Ja, finanzielle Anreize, etwa in Kombination mit der Anschaffung leistungsstarker, aber eben auch teurer Elektroräder, können ein zusätzliches Argument sein. Grundsätzlich wollen wir uns der Idee einer mittelbaren oder unmittelbaren Förderung daher überhaupt nicht verschließen.
Freilich sind die Hürden, die solchen Instrumenten entgegenstehen, groß. Das ist schon angesprochen worden. Sie nennen sie in Ihrem Antrag selbst – etwa, indem Sie sehr zu Recht feststellen, dass ein Sachlohn im Tarifvertrag für den öffentlichen Dienst im Augenblick nicht vorgesehen ist und – das ist die wirklich entscheidende Aussage – sich die Tarifparteien bislang auch ausdrücklich dagegen sperren, meine Damen und Herren.
Tatsächlich sind die Regelungen in Hessen und Baden-Württemberg eben nicht eins zu eins auf Nordrhein-Westfalen übertragbar. Im Gegensatz zu Hessen gehört Nordrhein-Westfalen der Tarifgemeinschaft der Länder an, und in Baden-Württemberg führt die Einführung des Jobrades bei den Beamtinnen und Beamten zu einer Besserstellung dieser Berufsgruppe gegenüber den Tarifbeschäftigten und damit zu einer massiven Ungleichbehandlung innerhalb der Mitarbeiterschaft.

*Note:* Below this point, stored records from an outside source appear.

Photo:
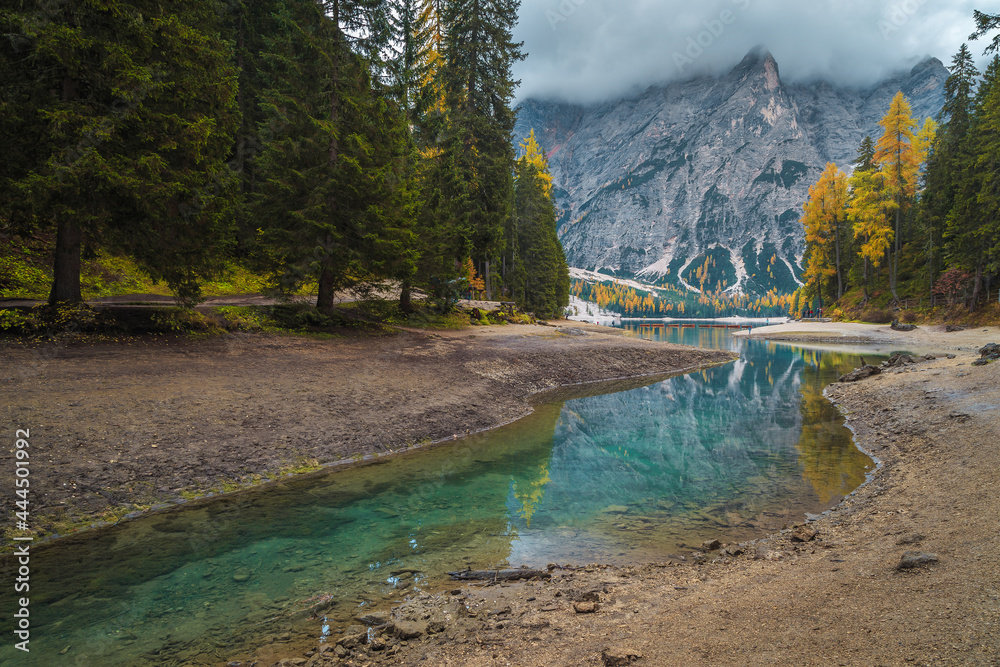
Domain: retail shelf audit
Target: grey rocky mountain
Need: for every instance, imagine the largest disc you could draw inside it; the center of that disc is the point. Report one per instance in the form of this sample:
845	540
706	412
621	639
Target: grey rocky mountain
713	169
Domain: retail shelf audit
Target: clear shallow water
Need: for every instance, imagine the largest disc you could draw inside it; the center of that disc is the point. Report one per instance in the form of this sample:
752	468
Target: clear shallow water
730	452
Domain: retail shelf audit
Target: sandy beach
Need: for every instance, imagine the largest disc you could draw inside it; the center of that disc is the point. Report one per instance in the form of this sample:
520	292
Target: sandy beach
138	424
903	572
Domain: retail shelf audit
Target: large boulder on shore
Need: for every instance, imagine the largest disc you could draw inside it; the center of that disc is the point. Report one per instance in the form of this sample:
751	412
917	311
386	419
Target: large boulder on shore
865	371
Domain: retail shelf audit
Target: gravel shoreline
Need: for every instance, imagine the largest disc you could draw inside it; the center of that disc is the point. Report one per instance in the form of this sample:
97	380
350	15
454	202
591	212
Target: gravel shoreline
903	572
119	428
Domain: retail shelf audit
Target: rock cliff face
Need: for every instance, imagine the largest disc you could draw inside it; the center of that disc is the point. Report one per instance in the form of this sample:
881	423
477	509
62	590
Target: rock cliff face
709	173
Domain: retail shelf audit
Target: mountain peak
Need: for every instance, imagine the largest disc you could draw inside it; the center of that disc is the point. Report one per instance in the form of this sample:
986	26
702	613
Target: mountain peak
759	60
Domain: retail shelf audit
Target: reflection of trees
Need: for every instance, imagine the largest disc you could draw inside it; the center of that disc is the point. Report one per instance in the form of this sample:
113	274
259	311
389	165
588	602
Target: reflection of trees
531	492
723	433
830	461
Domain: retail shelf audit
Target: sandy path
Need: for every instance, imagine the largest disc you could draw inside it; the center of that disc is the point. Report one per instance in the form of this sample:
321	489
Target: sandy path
123	426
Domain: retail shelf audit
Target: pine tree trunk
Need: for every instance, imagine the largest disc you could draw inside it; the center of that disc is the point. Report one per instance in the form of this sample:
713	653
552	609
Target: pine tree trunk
864	283
977	288
66	266
840	279
324	301
894	266
489	286
406	297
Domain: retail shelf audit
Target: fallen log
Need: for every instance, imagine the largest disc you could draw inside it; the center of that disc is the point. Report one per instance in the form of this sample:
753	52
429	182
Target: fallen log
499	575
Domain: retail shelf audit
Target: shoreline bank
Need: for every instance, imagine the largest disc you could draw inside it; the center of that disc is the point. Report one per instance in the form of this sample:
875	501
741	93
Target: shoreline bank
902	572
129	429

Diese Hürden haben – nicht ganz überraschend – bislang übrigens auch andere Bundesländer davon abgehalten, entsprechende Modelle einzuführen.

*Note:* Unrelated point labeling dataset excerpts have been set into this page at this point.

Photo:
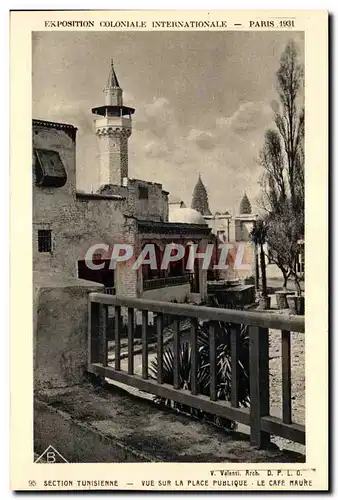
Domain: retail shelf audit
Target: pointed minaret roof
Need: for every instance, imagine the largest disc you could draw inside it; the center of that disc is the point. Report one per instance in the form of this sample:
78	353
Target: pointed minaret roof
112	79
245	206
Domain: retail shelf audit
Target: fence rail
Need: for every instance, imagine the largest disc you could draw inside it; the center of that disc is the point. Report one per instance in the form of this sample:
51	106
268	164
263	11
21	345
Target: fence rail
258	417
164	282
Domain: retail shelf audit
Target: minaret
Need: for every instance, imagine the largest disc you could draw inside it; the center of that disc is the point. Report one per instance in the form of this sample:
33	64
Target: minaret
113	129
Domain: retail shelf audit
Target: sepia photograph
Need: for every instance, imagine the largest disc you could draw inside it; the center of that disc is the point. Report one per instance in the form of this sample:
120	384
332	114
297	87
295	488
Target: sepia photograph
168	247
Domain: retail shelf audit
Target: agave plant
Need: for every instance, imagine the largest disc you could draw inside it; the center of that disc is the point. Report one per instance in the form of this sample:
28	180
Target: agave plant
223	370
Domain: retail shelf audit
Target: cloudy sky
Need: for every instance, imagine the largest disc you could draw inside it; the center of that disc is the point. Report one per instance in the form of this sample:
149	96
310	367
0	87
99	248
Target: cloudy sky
202	99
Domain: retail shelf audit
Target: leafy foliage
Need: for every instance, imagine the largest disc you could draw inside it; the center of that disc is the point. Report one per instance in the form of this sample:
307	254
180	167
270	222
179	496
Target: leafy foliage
282	159
223	370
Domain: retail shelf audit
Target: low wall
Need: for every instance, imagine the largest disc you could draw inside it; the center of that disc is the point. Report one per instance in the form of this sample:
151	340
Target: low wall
60	329
180	293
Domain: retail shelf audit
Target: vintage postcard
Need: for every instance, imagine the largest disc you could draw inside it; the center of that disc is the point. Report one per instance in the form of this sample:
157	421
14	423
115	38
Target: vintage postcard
169	247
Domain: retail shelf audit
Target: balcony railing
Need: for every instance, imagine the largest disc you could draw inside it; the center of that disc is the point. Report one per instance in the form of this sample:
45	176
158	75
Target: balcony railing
258	417
164	282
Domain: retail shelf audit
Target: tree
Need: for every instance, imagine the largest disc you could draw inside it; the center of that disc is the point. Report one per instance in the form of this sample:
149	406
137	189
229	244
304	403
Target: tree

Eine Lösung, liebe Kolleginnen und Kollegen von den Grünen, haben auch Sie nicht. Im ersten Punkt Ihres Antrags – ich habe mir das genauer angesehen – wollen Sie die Landesregierung auffordern, „nach rechtlichen Möglichkeiten zu suchen, wie das Land NRW seinen Beschäftigten ein kostenloses Jobticket zur Verfügung stellen kann“.

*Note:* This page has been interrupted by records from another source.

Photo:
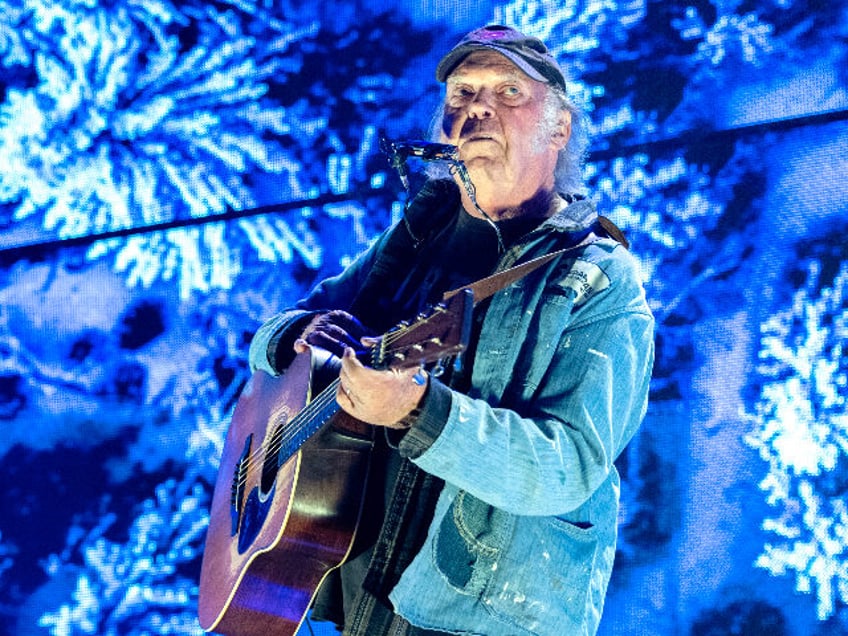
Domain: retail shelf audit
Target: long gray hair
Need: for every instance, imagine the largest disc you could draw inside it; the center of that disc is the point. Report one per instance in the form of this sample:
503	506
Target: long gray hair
568	174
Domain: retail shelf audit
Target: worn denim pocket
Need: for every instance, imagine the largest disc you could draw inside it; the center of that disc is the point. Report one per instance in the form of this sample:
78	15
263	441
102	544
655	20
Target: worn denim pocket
542	583
469	542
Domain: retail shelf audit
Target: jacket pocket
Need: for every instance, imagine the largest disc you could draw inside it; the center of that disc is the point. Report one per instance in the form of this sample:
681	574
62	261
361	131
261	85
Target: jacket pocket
469	541
543	582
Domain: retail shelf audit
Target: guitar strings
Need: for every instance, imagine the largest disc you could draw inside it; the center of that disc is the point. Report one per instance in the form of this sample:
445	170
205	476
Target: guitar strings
274	443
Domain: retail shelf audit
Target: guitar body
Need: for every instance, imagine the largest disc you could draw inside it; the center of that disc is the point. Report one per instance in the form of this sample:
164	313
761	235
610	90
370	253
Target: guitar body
292	478
276	531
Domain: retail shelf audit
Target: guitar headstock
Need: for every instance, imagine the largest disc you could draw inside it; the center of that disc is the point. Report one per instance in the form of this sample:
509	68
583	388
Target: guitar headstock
443	330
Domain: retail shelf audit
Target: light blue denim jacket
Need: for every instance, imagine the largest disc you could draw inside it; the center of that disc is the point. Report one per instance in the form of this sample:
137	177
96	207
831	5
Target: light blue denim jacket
524	533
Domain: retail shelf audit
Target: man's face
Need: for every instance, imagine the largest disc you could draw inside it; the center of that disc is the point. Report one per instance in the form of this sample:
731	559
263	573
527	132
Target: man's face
495	115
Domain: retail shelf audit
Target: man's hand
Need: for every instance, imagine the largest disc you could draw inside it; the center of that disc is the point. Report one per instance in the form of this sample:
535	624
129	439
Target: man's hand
333	331
382	398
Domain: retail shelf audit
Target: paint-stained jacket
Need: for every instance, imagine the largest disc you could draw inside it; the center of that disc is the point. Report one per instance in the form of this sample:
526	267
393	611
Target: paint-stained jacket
524	533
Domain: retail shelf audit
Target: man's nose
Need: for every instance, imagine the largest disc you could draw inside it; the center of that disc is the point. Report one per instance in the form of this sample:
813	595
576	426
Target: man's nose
481	106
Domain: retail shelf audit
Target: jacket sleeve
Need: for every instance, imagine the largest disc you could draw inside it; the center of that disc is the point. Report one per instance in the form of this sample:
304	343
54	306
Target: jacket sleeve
566	423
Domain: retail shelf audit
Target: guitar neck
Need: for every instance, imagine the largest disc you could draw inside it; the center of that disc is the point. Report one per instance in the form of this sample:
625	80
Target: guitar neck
305	424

Im Lichte und in Kenntnis der geschilderten Rahmenbedingungen das Thema der Landesregierung ohne einen echten eigenen Lösungsvorschlag vor die Füße zu werfen, ist keine seriöse Oppositionsarbeit.
Wir setzen dagegen auf pragmatische Lösungen. In einer Vielzahl von Dienststellen der Landesverwaltung gibt es bereits Jobticket-Angebote. Wir unterstützen die Landesregierung ausdrücklich in dem Bemühen, dies auch noch auszuweiten. Uns scheint das ein sinnvoller Weg zu sein – vor allen Dingen, weil er praktikabel ist.
Der Antrag der Grünen soll in den Ausschuss überwiesen werden. Das begrüßen wir ausdrücklich, weil wir durchaus sehr gespannt sind, welche konkreten Lösungsansätze uns die Grünen vorlegen werden.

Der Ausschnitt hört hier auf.